Hingga kini pun masih banyak orang yang sulit membedakan antara OS Android buatan Google untuk banyak merk ponsel dan iOS yang dikeluarkan Apple khusus untuk iPhone. Secara tampilan memang kini sudah hampir serupa, apalagi hampir semua aplikasi kini tersedia untuk kedua versi OS yang menguasai pasar ponsel sekarang.
Setelah sepuluh tahun banyak pengamat teknologi menunggu dan berharap munculnya inovasi baru dalam ponsel sekelas iPhone saat pertama kali. Vendor-vendor penguasa pasar secara umum seperti Samsung belum mampu memunculkan hal baru yang revolusioner dalam produknya. Dalam sejarahnya memang Samsung belum setingkat Apple ataupun Sony yang pernah memunculkan seri walkman yang jadi tren dunia. Andalan utama memang terhadap Google atau Apple.
Google sendiri sebetulnya lebih jago mengembangkan dan membesarkan hal-hal yang sudah dimulai oleh pihak lain, ketimbang memulai hal baru sendiri. Sementara itu Apple sepeninggal Steve Jobs sepertinya kekurangan daya visioner untuk memunculkan gagasan baru. Jadinya iPhone X yang menandai dasawarsa keberadaan Apple di industri ponsel belum memiliki faktor x sebagai penanda produk revolusioner, masih bermain aman dengan melanjutkan pendahulunya dengan sedikit tambahan fitur.

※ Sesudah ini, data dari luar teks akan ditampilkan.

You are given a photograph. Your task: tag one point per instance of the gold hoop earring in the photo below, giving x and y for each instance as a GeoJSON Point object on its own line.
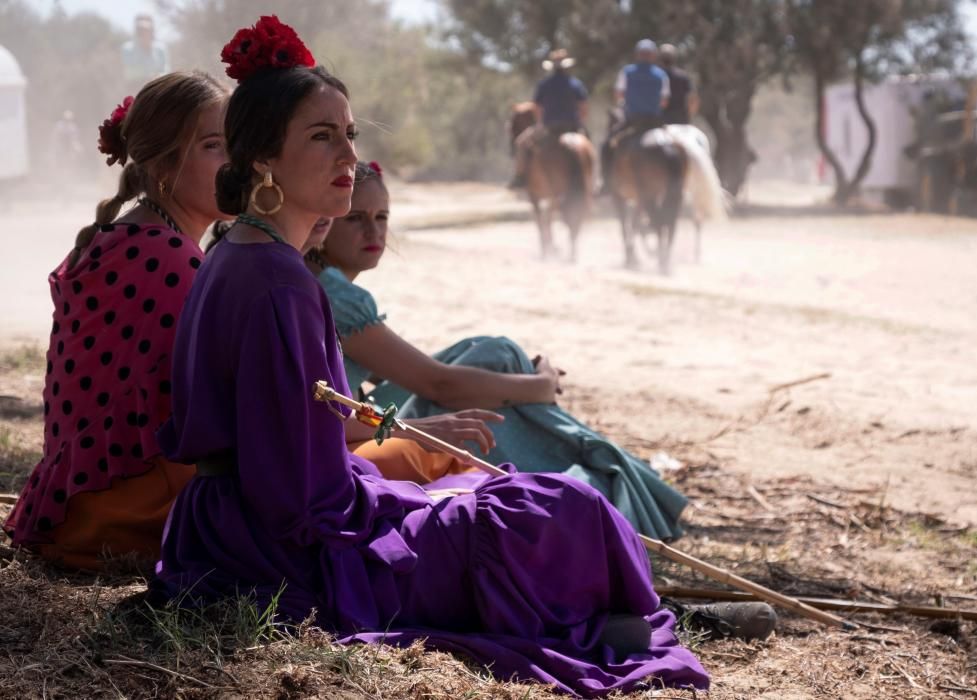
{"type": "Point", "coordinates": [269, 183]}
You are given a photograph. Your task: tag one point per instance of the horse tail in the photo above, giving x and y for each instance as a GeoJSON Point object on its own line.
{"type": "Point", "coordinates": [677, 166]}
{"type": "Point", "coordinates": [709, 199]}
{"type": "Point", "coordinates": [578, 161]}
{"type": "Point", "coordinates": [670, 159]}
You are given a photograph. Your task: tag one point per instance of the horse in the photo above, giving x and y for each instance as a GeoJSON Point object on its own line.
{"type": "Point", "coordinates": [652, 173]}
{"type": "Point", "coordinates": [559, 174]}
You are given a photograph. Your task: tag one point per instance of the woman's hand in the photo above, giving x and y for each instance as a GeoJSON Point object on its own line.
{"type": "Point", "coordinates": [551, 376]}
{"type": "Point", "coordinates": [460, 427]}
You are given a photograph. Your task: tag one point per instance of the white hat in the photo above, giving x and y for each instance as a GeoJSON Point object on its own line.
{"type": "Point", "coordinates": [558, 59]}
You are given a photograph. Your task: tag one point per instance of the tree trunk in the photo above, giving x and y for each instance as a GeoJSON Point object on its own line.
{"type": "Point", "coordinates": [842, 197]}
{"type": "Point", "coordinates": [841, 180]}
{"type": "Point", "coordinates": [727, 118]}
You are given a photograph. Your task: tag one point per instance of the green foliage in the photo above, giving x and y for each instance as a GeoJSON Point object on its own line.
{"type": "Point", "coordinates": [425, 109]}
{"type": "Point", "coordinates": [179, 629]}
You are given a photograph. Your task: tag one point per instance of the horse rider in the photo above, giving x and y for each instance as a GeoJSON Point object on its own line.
{"type": "Point", "coordinates": [642, 90]}
{"type": "Point", "coordinates": [683, 103]}
{"type": "Point", "coordinates": [561, 106]}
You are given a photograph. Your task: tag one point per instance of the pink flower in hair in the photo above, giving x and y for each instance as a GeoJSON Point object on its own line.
{"type": "Point", "coordinates": [269, 43]}
{"type": "Point", "coordinates": [110, 141]}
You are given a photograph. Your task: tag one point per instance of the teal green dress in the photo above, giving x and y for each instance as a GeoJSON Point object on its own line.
{"type": "Point", "coordinates": [534, 437]}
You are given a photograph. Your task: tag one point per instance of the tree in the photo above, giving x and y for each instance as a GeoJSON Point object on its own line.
{"type": "Point", "coordinates": [424, 110]}
{"type": "Point", "coordinates": [732, 46]}
{"type": "Point", "coordinates": [834, 39]}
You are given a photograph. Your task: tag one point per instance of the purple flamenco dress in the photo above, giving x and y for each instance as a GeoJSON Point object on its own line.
{"type": "Point", "coordinates": [520, 575]}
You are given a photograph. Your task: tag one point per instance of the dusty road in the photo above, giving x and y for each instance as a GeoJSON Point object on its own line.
{"type": "Point", "coordinates": [886, 304]}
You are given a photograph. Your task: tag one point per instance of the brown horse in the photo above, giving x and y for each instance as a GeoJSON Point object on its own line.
{"type": "Point", "coordinates": [559, 175]}
{"type": "Point", "coordinates": [648, 175]}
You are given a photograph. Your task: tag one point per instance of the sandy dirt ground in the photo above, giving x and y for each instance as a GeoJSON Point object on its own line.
{"type": "Point", "coordinates": [887, 304]}
{"type": "Point", "coordinates": [859, 483]}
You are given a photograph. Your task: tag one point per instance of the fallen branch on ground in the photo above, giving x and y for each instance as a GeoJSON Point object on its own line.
{"type": "Point", "coordinates": [839, 604]}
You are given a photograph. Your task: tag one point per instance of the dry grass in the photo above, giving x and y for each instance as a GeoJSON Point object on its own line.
{"type": "Point", "coordinates": [82, 636]}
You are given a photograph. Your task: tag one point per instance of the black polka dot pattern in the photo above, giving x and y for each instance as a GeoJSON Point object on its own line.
{"type": "Point", "coordinates": [105, 385]}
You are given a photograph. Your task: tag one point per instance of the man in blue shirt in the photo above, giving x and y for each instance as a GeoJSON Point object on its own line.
{"type": "Point", "coordinates": [561, 106]}
{"type": "Point", "coordinates": [642, 90]}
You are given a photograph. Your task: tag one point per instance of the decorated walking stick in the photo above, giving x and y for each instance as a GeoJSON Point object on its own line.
{"type": "Point", "coordinates": [386, 421]}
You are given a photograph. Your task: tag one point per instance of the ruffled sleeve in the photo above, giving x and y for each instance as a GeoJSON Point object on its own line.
{"type": "Point", "coordinates": [295, 472]}
{"type": "Point", "coordinates": [354, 308]}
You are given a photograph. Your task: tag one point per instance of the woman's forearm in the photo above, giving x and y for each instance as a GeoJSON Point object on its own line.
{"type": "Point", "coordinates": [461, 387]}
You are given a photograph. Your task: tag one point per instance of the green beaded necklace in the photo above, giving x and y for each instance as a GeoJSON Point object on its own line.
{"type": "Point", "coordinates": [245, 218]}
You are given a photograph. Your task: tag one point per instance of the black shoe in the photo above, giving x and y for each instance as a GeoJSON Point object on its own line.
{"type": "Point", "coordinates": [745, 621]}
{"type": "Point", "coordinates": [626, 634]}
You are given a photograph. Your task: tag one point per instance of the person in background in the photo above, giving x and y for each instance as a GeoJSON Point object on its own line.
{"type": "Point", "coordinates": [143, 58]}
{"type": "Point", "coordinates": [102, 489]}
{"type": "Point", "coordinates": [683, 101]}
{"type": "Point", "coordinates": [642, 91]}
{"type": "Point", "coordinates": [561, 105]}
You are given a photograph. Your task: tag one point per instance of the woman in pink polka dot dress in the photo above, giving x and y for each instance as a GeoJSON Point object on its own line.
{"type": "Point", "coordinates": [102, 489]}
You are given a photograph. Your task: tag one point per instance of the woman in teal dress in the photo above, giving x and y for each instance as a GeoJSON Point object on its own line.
{"type": "Point", "coordinates": [480, 372]}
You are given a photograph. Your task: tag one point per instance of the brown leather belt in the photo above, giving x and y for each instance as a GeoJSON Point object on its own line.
{"type": "Point", "coordinates": [218, 464]}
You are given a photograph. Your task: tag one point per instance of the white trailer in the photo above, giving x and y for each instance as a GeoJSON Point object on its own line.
{"type": "Point", "coordinates": [892, 105]}
{"type": "Point", "coordinates": [13, 118]}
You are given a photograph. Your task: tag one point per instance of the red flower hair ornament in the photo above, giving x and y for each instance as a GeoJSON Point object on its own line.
{"type": "Point", "coordinates": [110, 141]}
{"type": "Point", "coordinates": [267, 44]}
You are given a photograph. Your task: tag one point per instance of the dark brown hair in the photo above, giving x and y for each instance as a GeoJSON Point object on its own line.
{"type": "Point", "coordinates": [257, 118]}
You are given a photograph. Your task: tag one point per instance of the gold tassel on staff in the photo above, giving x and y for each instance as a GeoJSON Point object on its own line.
{"type": "Point", "coordinates": [371, 416]}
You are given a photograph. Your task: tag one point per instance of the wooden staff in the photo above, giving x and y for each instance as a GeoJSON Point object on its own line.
{"type": "Point", "coordinates": [368, 415]}
{"type": "Point", "coordinates": [839, 604]}
{"type": "Point", "coordinates": [372, 417]}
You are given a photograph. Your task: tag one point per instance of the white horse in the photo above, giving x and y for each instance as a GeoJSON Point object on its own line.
{"type": "Point", "coordinates": [703, 193]}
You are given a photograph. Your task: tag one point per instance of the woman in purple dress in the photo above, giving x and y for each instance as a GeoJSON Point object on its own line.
{"type": "Point", "coordinates": [534, 575]}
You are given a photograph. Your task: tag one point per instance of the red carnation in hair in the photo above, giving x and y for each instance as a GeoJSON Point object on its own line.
{"type": "Point", "coordinates": [268, 43]}
{"type": "Point", "coordinates": [110, 141]}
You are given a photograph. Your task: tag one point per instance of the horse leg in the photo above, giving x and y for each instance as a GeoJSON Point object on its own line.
{"type": "Point", "coordinates": [539, 215]}
{"type": "Point", "coordinates": [698, 239]}
{"type": "Point", "coordinates": [627, 233]}
{"type": "Point", "coordinates": [546, 229]}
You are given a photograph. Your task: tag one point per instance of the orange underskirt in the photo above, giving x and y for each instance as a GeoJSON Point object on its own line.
{"type": "Point", "coordinates": [405, 460]}
{"type": "Point", "coordinates": [125, 520]}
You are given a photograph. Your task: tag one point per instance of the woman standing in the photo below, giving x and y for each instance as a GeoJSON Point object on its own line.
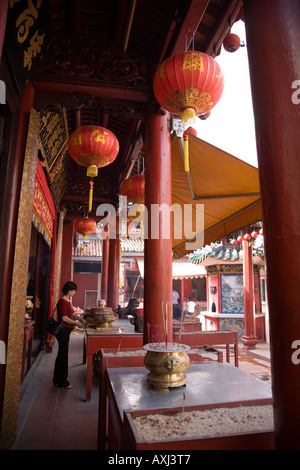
{"type": "Point", "coordinates": [65, 314]}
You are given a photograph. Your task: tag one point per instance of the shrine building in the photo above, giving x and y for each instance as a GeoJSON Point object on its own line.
{"type": "Point", "coordinates": [97, 105]}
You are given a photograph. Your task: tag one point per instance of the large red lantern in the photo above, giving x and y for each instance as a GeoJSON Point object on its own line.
{"type": "Point", "coordinates": [93, 147]}
{"type": "Point", "coordinates": [85, 226]}
{"type": "Point", "coordinates": [188, 84]}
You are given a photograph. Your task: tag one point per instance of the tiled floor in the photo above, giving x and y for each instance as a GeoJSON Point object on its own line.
{"type": "Point", "coordinates": [53, 418]}
{"type": "Point", "coordinates": [59, 419]}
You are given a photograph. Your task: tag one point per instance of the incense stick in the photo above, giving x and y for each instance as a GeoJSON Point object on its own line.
{"type": "Point", "coordinates": [162, 315]}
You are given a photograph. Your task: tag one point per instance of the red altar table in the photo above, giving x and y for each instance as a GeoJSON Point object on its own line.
{"type": "Point", "coordinates": [198, 339]}
{"type": "Point", "coordinates": [122, 335]}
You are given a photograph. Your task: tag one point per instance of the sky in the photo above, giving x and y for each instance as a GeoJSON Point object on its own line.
{"type": "Point", "coordinates": [230, 125]}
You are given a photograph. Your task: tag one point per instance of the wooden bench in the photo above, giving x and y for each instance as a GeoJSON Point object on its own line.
{"type": "Point", "coordinates": [200, 339]}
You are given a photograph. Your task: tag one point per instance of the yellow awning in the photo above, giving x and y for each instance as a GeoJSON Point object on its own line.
{"type": "Point", "coordinates": [226, 186]}
{"type": "Point", "coordinates": [180, 269]}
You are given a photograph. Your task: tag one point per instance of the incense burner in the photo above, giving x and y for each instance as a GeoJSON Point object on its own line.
{"type": "Point", "coordinates": [100, 317]}
{"type": "Point", "coordinates": [166, 363]}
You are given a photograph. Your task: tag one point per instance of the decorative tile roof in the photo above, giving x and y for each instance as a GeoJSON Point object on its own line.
{"type": "Point", "coordinates": [93, 248]}
{"type": "Point", "coordinates": [223, 253]}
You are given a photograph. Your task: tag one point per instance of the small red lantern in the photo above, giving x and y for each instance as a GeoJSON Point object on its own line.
{"type": "Point", "coordinates": [85, 226]}
{"type": "Point", "coordinates": [134, 189]}
{"type": "Point", "coordinates": [187, 132]}
{"type": "Point", "coordinates": [231, 42]}
{"type": "Point", "coordinates": [93, 147]}
{"type": "Point", "coordinates": [188, 84]}
{"type": "Point", "coordinates": [204, 116]}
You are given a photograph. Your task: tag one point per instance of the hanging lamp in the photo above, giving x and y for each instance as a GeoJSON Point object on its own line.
{"type": "Point", "coordinates": [93, 147]}
{"type": "Point", "coordinates": [188, 84]}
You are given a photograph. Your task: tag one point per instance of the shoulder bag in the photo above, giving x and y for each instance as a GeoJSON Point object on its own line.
{"type": "Point", "coordinates": [53, 326]}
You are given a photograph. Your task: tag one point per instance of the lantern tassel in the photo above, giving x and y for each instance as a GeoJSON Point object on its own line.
{"type": "Point", "coordinates": [91, 196]}
{"type": "Point", "coordinates": [186, 153]}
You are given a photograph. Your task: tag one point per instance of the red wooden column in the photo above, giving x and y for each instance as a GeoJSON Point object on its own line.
{"type": "Point", "coordinates": [273, 39]}
{"type": "Point", "coordinates": [113, 273]}
{"type": "Point", "coordinates": [248, 339]}
{"type": "Point", "coordinates": [158, 251]}
{"type": "Point", "coordinates": [104, 268]}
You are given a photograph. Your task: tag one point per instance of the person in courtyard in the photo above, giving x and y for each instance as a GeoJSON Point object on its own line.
{"type": "Point", "coordinates": [69, 319]}
{"type": "Point", "coordinates": [191, 307]}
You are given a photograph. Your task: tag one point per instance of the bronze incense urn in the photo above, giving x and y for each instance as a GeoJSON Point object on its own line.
{"type": "Point", "coordinates": [99, 317]}
{"type": "Point", "coordinates": [166, 363]}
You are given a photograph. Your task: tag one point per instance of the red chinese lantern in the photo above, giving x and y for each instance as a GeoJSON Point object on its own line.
{"type": "Point", "coordinates": [93, 147]}
{"type": "Point", "coordinates": [85, 226]}
{"type": "Point", "coordinates": [204, 116]}
{"type": "Point", "coordinates": [231, 42]}
{"type": "Point", "coordinates": [188, 84]}
{"type": "Point", "coordinates": [187, 132]}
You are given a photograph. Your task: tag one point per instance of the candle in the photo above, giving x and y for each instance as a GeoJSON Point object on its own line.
{"type": "Point", "coordinates": [120, 340]}
{"type": "Point", "coordinates": [163, 316]}
{"type": "Point", "coordinates": [183, 406]}
{"type": "Point", "coordinates": [148, 332]}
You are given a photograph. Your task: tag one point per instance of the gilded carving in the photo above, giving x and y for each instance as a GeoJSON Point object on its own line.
{"type": "Point", "coordinates": [19, 288]}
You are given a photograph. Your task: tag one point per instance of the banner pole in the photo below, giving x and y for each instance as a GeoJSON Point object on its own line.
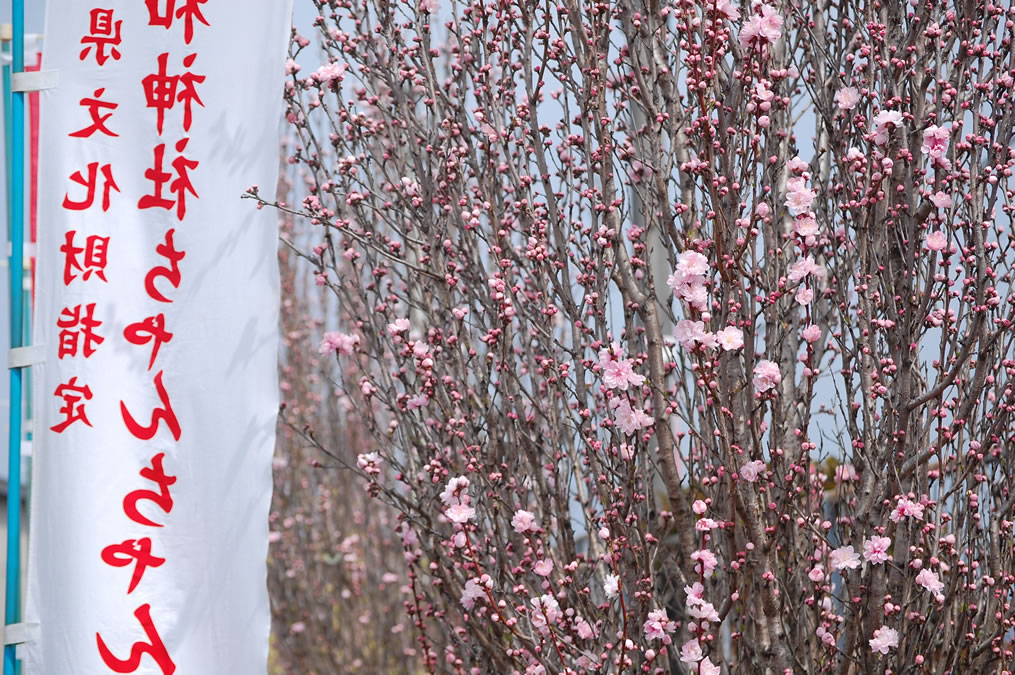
{"type": "Point", "coordinates": [12, 598]}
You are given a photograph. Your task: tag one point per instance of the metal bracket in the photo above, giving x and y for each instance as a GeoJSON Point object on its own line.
{"type": "Point", "coordinates": [35, 80]}
{"type": "Point", "coordinates": [18, 633]}
{"type": "Point", "coordinates": [20, 357]}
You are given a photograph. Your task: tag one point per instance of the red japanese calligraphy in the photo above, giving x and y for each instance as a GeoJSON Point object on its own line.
{"type": "Point", "coordinates": [137, 551]}
{"type": "Point", "coordinates": [168, 251]}
{"type": "Point", "coordinates": [160, 90]}
{"type": "Point", "coordinates": [162, 498]}
{"type": "Point", "coordinates": [151, 330]}
{"type": "Point", "coordinates": [94, 251]}
{"type": "Point", "coordinates": [98, 120]}
{"type": "Point", "coordinates": [164, 413]}
{"type": "Point", "coordinates": [78, 328]}
{"type": "Point", "coordinates": [189, 11]}
{"type": "Point", "coordinates": [153, 648]}
{"type": "Point", "coordinates": [89, 185]}
{"type": "Point", "coordinates": [181, 185]}
{"type": "Point", "coordinates": [73, 407]}
{"type": "Point", "coordinates": [104, 31]}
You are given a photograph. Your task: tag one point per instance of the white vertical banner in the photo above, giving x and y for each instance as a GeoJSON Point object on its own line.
{"type": "Point", "coordinates": [157, 307]}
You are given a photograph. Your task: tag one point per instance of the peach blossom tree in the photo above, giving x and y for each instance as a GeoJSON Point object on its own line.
{"type": "Point", "coordinates": [678, 333]}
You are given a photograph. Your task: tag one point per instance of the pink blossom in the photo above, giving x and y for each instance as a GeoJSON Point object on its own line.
{"type": "Point", "coordinates": [631, 420]}
{"type": "Point", "coordinates": [618, 373]}
{"type": "Point", "coordinates": [906, 509]}
{"type": "Point", "coordinates": [706, 667]}
{"type": "Point", "coordinates": [543, 567]}
{"type": "Point", "coordinates": [524, 521]}
{"type": "Point", "coordinates": [658, 625]}
{"type": "Point", "coordinates": [941, 199]}
{"type": "Point", "coordinates": [881, 122]}
{"type": "Point", "coordinates": [765, 27]}
{"type": "Point", "coordinates": [728, 8]}
{"type": "Point", "coordinates": [342, 343]}
{"type": "Point", "coordinates": [797, 164]}
{"type": "Point", "coordinates": [416, 401]}
{"type": "Point", "coordinates": [751, 470]}
{"type": "Point", "coordinates": [731, 338]}
{"type": "Point", "coordinates": [545, 611]}
{"type": "Point", "coordinates": [700, 609]}
{"type": "Point", "coordinates": [689, 333]}
{"type": "Point", "coordinates": [805, 225]}
{"type": "Point", "coordinates": [452, 491]}
{"type": "Point", "coordinates": [688, 287]}
{"type": "Point", "coordinates": [811, 334]}
{"type": "Point", "coordinates": [473, 592]}
{"type": "Point", "coordinates": [398, 326]}
{"type": "Point", "coordinates": [611, 587]}
{"type": "Point", "coordinates": [460, 513]}
{"type": "Point", "coordinates": [876, 549]}
{"type": "Point", "coordinates": [937, 241]}
{"type": "Point", "coordinates": [329, 72]}
{"type": "Point", "coordinates": [706, 561]}
{"type": "Point", "coordinates": [369, 463]}
{"type": "Point", "coordinates": [766, 376]}
{"type": "Point", "coordinates": [843, 557]}
{"type": "Point", "coordinates": [884, 638]}
{"type": "Point", "coordinates": [847, 97]}
{"type": "Point", "coordinates": [800, 200]}
{"type": "Point", "coordinates": [690, 652]}
{"type": "Point", "coordinates": [693, 263]}
{"type": "Point", "coordinates": [936, 140]}
{"type": "Point", "coordinates": [930, 581]}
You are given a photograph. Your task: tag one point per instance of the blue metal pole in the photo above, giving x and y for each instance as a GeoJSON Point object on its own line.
{"type": "Point", "coordinates": [13, 593]}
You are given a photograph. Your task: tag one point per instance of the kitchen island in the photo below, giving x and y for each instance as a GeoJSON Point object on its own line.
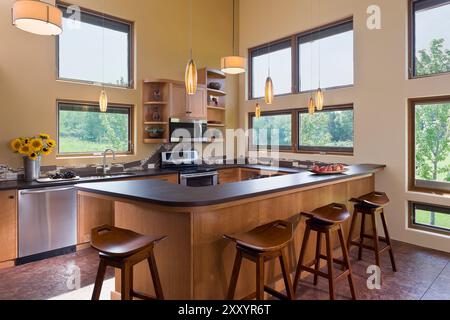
{"type": "Point", "coordinates": [195, 262]}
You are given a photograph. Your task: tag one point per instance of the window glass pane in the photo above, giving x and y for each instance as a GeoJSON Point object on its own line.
{"type": "Point", "coordinates": [84, 129]}
{"type": "Point", "coordinates": [432, 216]}
{"type": "Point", "coordinates": [432, 149]}
{"type": "Point", "coordinates": [280, 70]}
{"type": "Point", "coordinates": [329, 129]}
{"type": "Point", "coordinates": [334, 68]}
{"type": "Point", "coordinates": [95, 50]}
{"type": "Point", "coordinates": [432, 36]}
{"type": "Point", "coordinates": [264, 135]}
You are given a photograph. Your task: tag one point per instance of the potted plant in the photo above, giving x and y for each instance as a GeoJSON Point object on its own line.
{"type": "Point", "coordinates": [32, 149]}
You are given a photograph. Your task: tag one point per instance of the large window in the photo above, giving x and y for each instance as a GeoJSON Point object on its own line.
{"type": "Point", "coordinates": [330, 130]}
{"type": "Point", "coordinates": [272, 129]}
{"type": "Point", "coordinates": [84, 130]}
{"type": "Point", "coordinates": [431, 217]}
{"type": "Point", "coordinates": [277, 58]}
{"type": "Point", "coordinates": [95, 49]}
{"type": "Point", "coordinates": [326, 57]}
{"type": "Point", "coordinates": [430, 37]}
{"type": "Point", "coordinates": [430, 144]}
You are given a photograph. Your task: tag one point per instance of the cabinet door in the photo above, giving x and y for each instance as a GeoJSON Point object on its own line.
{"type": "Point", "coordinates": [197, 104]}
{"type": "Point", "coordinates": [8, 225]}
{"type": "Point", "coordinates": [178, 101]}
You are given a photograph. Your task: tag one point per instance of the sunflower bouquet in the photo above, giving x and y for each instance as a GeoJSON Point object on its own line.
{"type": "Point", "coordinates": [34, 147]}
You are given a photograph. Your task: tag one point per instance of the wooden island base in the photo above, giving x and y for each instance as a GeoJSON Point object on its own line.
{"type": "Point", "coordinates": [195, 262]}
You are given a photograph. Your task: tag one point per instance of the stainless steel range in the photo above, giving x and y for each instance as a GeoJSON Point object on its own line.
{"type": "Point", "coordinates": [192, 174]}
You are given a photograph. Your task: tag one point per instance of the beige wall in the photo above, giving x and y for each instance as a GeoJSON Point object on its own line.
{"type": "Point", "coordinates": [380, 93]}
{"type": "Point", "coordinates": [28, 86]}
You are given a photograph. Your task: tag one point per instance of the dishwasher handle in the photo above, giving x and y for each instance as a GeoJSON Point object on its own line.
{"type": "Point", "coordinates": [46, 191]}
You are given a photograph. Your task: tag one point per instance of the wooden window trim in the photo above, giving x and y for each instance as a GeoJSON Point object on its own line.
{"type": "Point", "coordinates": [412, 46]}
{"type": "Point", "coordinates": [295, 58]}
{"type": "Point", "coordinates": [417, 226]}
{"type": "Point", "coordinates": [131, 59]}
{"type": "Point", "coordinates": [95, 104]}
{"type": "Point", "coordinates": [412, 143]}
{"type": "Point", "coordinates": [295, 131]}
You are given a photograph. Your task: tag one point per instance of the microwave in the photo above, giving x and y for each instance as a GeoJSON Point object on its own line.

Apple telah mencoba mengembangkan varian lain dengan memunculkan iPad setahun setelah munculnya iPhone dan diikuti oleh banyak vendor lain dalam bentuk komputer tablet. Tablet ini mengambil ceruk pangsa pasar netbook atau laptop dan desktop, tetapi belum menjadi produk masal yang benar-benar jadi kebutuhan pengguna teknologi.
Berikutnya Apple juga mengembangkan Apple watch yang dalam generasi ketiga ini sudah dapat berdiri sendiri dengan menyematkan sim card sekualitas LTE. Banyak vendor lain juga mengikuti lini produk ini, tetapi sepertinya moment gebrakan produk ini juga sudah lewat tanpa memberi dampak sedahsyat kemunculan iPhone pertama.
Siklus sepuluh tahunan memang menjadi beban tersendiri bagi Apple dan semua vendor ponsel lain. Kita seakan menunggu datangnya satria piningit dengan gagasan baru teknologi yang akan mengubah perilaku dan gaya hidup, tentu saja menuju kebaikan dalam segala hal. Semua berlomba dan mencari-cari produk yang akan mendapat moment revolusi.